According to a blog post by the company, “The Google AI Edge Gallery is an open-source Android application that serves as an interactive playground for developers.” The app serves as a testbed for developers and enthusiasts eager to explore AI’s capabilities on the edge, meaning, directly on their devices.
The Edge Gallery app offers users a choice of downloadable models, ranging from compact versions around 500MB to more advanced models weighing in at roughly 4GB. Users need to sign in to the Hugging Face platform and accept usage terms before they can access the models, most of which are open source and freely available.
Available models include Google’s own Gemma 3 and the newly announced Gemma 3n, as well as Alibaba’s Qwen 2.5. Once downloaded, users can interact with these models across three key functions: having real-time conversations, uploading and interpreting images, or using the “Prompt Lab,” a single-turn interaction mode where users input a question or statement and receive one AI-generated response.
What sets the app apart is its ability to run entirely offline. Once a model is installed, users don’t need an active data connection to engage with it—perfect for remote environments or users with limited connectivity.

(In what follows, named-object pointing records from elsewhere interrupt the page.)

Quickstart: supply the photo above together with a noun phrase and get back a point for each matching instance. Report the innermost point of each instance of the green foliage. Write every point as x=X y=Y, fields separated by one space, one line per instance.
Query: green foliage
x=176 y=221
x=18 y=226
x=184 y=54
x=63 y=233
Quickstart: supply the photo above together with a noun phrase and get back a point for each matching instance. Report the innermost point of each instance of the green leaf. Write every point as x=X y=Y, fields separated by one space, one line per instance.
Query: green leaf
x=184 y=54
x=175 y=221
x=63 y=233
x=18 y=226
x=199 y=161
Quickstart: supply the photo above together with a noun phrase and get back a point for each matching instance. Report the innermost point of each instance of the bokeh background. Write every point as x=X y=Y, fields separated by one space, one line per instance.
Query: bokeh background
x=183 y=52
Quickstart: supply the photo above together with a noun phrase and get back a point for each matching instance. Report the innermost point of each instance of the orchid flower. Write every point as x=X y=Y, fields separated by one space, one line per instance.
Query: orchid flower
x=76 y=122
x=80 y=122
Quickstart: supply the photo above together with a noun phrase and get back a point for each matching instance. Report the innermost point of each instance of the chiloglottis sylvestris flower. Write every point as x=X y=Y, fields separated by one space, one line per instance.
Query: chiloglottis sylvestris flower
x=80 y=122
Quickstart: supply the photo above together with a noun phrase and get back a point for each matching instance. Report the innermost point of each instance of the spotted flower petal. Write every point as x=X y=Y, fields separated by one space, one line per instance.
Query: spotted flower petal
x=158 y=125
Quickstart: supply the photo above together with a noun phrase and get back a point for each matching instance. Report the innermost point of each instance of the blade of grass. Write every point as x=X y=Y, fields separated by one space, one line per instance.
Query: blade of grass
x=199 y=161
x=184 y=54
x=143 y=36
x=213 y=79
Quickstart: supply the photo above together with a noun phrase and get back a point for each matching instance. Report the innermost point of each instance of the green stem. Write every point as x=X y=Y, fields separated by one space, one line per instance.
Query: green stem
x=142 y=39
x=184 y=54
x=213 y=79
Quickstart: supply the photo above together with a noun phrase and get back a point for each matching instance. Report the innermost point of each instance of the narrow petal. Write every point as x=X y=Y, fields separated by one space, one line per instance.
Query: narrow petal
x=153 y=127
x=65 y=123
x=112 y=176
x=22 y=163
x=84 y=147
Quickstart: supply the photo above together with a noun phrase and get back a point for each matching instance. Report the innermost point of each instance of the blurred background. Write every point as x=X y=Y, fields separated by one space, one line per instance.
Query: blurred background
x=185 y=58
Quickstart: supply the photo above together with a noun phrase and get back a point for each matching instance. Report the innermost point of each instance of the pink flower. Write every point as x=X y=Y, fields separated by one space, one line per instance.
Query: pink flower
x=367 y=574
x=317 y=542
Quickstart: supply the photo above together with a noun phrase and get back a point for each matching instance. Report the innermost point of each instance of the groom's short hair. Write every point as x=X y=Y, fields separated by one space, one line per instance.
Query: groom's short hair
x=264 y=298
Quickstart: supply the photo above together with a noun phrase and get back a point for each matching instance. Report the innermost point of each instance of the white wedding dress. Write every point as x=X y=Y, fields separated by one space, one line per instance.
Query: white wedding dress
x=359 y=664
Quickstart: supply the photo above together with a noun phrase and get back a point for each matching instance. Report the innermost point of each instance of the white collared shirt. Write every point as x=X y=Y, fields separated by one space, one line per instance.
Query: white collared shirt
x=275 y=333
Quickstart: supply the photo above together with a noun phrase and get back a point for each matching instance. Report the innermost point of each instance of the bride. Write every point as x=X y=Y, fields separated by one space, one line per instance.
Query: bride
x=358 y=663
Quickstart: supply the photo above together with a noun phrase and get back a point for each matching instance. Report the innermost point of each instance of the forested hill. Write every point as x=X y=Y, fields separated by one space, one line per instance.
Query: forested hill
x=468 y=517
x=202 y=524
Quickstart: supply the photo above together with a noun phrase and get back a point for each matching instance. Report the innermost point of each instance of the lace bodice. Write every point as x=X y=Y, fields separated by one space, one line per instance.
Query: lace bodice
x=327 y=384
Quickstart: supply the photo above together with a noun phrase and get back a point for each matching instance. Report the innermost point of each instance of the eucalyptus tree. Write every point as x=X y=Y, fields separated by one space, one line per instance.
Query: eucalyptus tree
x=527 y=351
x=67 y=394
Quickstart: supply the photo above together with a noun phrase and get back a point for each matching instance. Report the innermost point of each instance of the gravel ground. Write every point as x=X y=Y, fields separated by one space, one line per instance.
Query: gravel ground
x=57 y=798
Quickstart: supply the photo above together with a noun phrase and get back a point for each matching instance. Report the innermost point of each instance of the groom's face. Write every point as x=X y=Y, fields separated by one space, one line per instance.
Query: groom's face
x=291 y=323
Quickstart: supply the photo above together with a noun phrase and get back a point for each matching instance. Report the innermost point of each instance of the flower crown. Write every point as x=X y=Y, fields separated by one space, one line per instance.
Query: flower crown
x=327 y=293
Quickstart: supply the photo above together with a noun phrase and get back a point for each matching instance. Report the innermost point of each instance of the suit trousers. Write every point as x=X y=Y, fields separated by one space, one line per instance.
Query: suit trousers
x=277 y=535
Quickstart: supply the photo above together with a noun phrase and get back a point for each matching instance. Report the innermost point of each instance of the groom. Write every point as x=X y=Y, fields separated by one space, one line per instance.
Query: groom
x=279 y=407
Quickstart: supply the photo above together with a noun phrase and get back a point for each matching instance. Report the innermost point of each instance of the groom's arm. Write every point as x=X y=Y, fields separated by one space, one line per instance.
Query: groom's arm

Meet Gemma 3n: Compact, Capable, and Cloud-Free
One standout offering in the Edge Gallery lineup is Google’s Gemma 3n model, designed to work seamlessly on smartphones with minimal memory consumption. Though it’s a small language model, it holds its own on performance metrics.
On the LMArena leaderboard for text tasks, Gemma 3n scored 1293 points. For comparison, OpenAI’s o3-mini model scored slightly higher at 1329, while the o4-mini notched 1379 points. The top performer remains Google’s Gemini 2.5 Pro with a score of 1446.
However, as with any offline model, there are limits. The AI cannot access real-time data or events beyond its training cutoff. For example, Gemma 3n’s knowledge is current only up to June 2024.
By bringing powerful AI capabilities directly onto mobile devices, Google is not only showcasing its technical muscle but also pointing to a future where generative AI can be truly untethered from the cloud.